I have always detested Labor Day ever since I was a child and the holiday signaled the dreaded back-to-school routine. Then, I think I disliked it even more as an adult and as the mother of young children who loved the pool and the beach and bikes and skates and popsicles.
I have even shed a tear on that day. I am not the mom who danced when the school bus arrived. We tried not to say the “s word” (school) all summer.
Even well into middle age, I still wish for long days filled with the windows rolled down, the music turned up and the cares carried away on the breeze.
Summer is possibilities. Trips. Reunions. Sand. Sunshine. Gardens. Days that stretch for hours and hours. Fresh, juicy fruit and Jersey tomatoes.
Labor Day, to me, signifies an end.
The onset of fall means heavy coats and snow shovels at the ready and darkness falling early.

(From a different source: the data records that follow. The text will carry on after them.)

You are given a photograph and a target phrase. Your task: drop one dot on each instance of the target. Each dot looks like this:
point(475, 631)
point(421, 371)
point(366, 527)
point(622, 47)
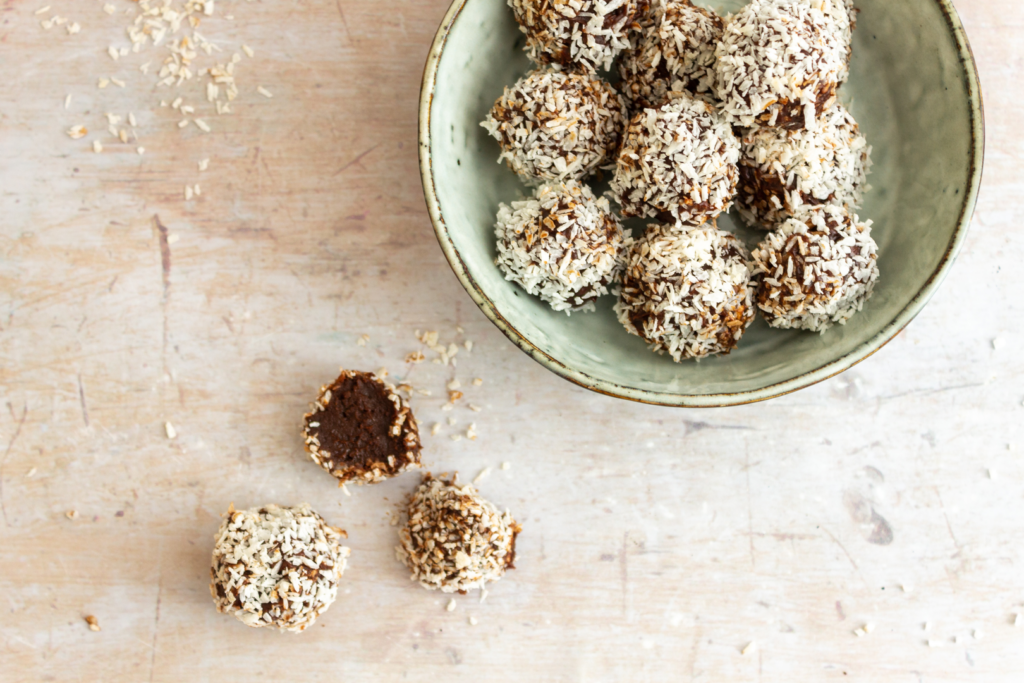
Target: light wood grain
point(657, 543)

The anxiety over the end of summer snuck up on me this year. Other worries crowded it out. Why was I so anxious? But wait, I recently realized it wasn’t the usual stressors. It is Labor Day. The younger daughter will pack to return to college. The older daughter will go back to teaching her class.
Maybe the pull in my heart is even more bittersweet in middle age.
The cliché of “Where does the time go?” hits home harder and more frequently. I cheat on the calendar. I schedule vacation in early fall, pretending the summer still stretches on, ignoring the march toward Halloween and all things autumn.
I wax philosophical and try to buoy my emotions by saying the fall (even its name is ghastly, who looks forward to a fall?) will bring new opportunities, new adventures. That lasts for a while.
But for now, I remain in denial. I will savor New Jersey sweet corn. I will sit on the porch more on the sultry summer evenings. I will not let my husband relegate those beach chairs to the shed, not yet. And the red-and-white striped beach bag is staying at the ready, just in case.
Donna Kenyon is executive editor of Greater Media Newspapers.